Self-hosted SQL Server vs Azure SQL Database
If you run SQL Server yourself — on a VM, on-premises, or in a container —
use the self-hosted SQL Server guide instead.
That path uses the OTel sqlserverreceiver to scrape Dynamic Management
Views (DMVs) directly, which works without an Azure subscription and surfaces
internals (query plans, wait stats, buffer cache hit ratio) that Azure
Monitor doesn't expose.
| Surface | Mechanism | Subscription | Internals |
|---|---|---|---|
| Azure SQL Database (PaaS) | azure_monitor receiver, this guide | Required | DTU, connections, storage |
| SQL Server (VM / on-prem / container) | sqlserverreceiver, other guide | Not required | DMV scrapes — wait stats, query plans, buffer pool |
Pick exactly one per database. Running both against the same workload produces double-counted dashboards because the metric names overlap with different dimensions.
What you'll monitor
Two Azure namespaces, scraped together on each poll:
Microsoft.Sql/servers/databases— per-database metrics: DTU, connections, storage, deadlocks, replication lag, in-memory OLTP usage.Microsoft.Sql/servers/elasticPools— pool-level capacity and saturation. Omitted if no elastic pools exist on the target server.

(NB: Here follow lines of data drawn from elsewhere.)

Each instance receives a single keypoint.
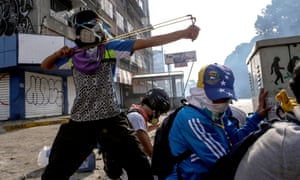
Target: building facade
(32, 29)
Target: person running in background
(275, 155)
(155, 102)
(95, 115)
(207, 130)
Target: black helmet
(157, 99)
(84, 22)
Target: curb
(23, 125)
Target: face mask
(91, 35)
(218, 108)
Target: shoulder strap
(188, 152)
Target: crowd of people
(209, 131)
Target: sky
(224, 25)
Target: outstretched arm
(189, 33)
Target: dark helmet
(86, 19)
(157, 99)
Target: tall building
(32, 29)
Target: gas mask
(88, 34)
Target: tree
(279, 19)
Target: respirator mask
(154, 119)
(91, 32)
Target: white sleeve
(137, 121)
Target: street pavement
(21, 141)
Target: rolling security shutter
(4, 96)
(43, 95)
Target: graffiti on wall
(14, 17)
(42, 90)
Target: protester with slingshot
(95, 116)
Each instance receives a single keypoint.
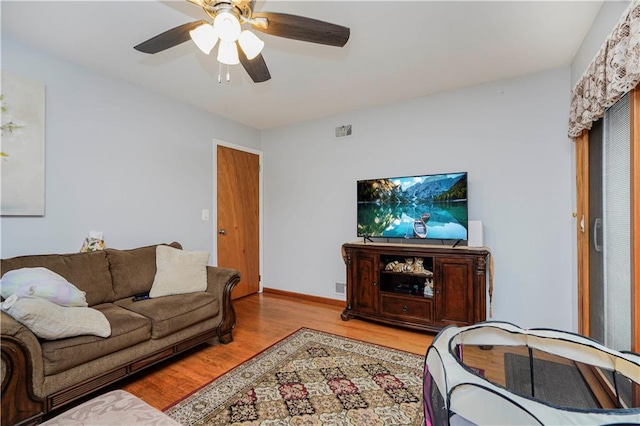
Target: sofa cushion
(50, 321)
(173, 313)
(179, 271)
(89, 272)
(127, 329)
(133, 270)
(41, 283)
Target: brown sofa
(39, 376)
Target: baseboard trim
(307, 297)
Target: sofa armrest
(22, 372)
(220, 282)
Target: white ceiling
(397, 50)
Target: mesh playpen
(495, 373)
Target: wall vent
(344, 131)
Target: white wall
(510, 137)
(119, 159)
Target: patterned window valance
(614, 72)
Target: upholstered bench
(113, 408)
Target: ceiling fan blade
(169, 38)
(301, 28)
(256, 67)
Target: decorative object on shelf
(93, 242)
(428, 287)
(22, 165)
(411, 265)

The receiver emits one OTel metric per Azure aggregation; for example,
dtu_consumption_percent becomes azure_dtu_consumption_percent_average,
azure_dtu_consumption_percent_maximum, and azure_dtu_consumption_percent_minimum.
Metrics with both Total and Count aggregations (e.g., connection_successful)
emit two OTel series — pick whichever you prefer for dashboards; they carry
the same information at the per-minute grain.
Database-level (Microsoft.Sql/servers/databases)
| Azure REST name | OTel emitted | Unit | What it tells you |
|---|---|---|---|
cpu_percent | azure_cpu_percent_{average,maximum,minimum} | Percent | Database CPU usage. Page at sustained 80%+. |
dtu_consumption_percent | azure_dtu_consumption_percent_* | Percent | Composite DTU saturation (DTU model only). |
dtu_used / dtu_limit | azure_dtu_used_* / azure_dtu_limit_* | DTU | Absolute DTU consumption + tier ceiling. |
log_write_percent | azure_log_write_percent_* | Percent | Write-log throughput saturation. |
physical_data_read_percent | azure_physical_data_read_percent_* | Percent | Read-IO saturation (page reads from storage). |
storage | azure_storage_{average,maximum,minimum} | Bytes | Allocated storage in bytes. |
storage_percent | azure_storage_percent_* | Percent | % of maxSizeBytes used. Alert at 80%. |
sessions_percent | azure_sessions_percent_* | Percent | Sessions vs. tier ceiling. |
workers_percent | azure_workers_percent_* | Percent | Workers vs. tier ceiling. |
connection_successful | azure_connection_successful_{count,total} | Count | Successful connections per minute. |
connection_failed | azure_connection_failed_* | Count | Failed connections — only emitted when non-zero. |
blocked_by_firewall | azure_blocked_by_firewall_* | Count | Connections rejected by server firewall rules. |
deadlock | azure_deadlock_* | Count | Deadlock count — page on any non-zero. |
availability | azure_availability_* | Percent | Database availability % (PT1H grain). |
replication_lag_seconds | azure_replication_lag_seconds_* | Seconds | Geo-replication / active geo-replication lag. Premium / Business Critical / Hyperscale / geo-replicated only. |
xtp_storage_percent | azure_xtp_storage_percent_* | Percent | In-memory OLTP storage. Premium / Business Critical only. |
Pool-level (Microsoft.Sql/servers/elasticPools)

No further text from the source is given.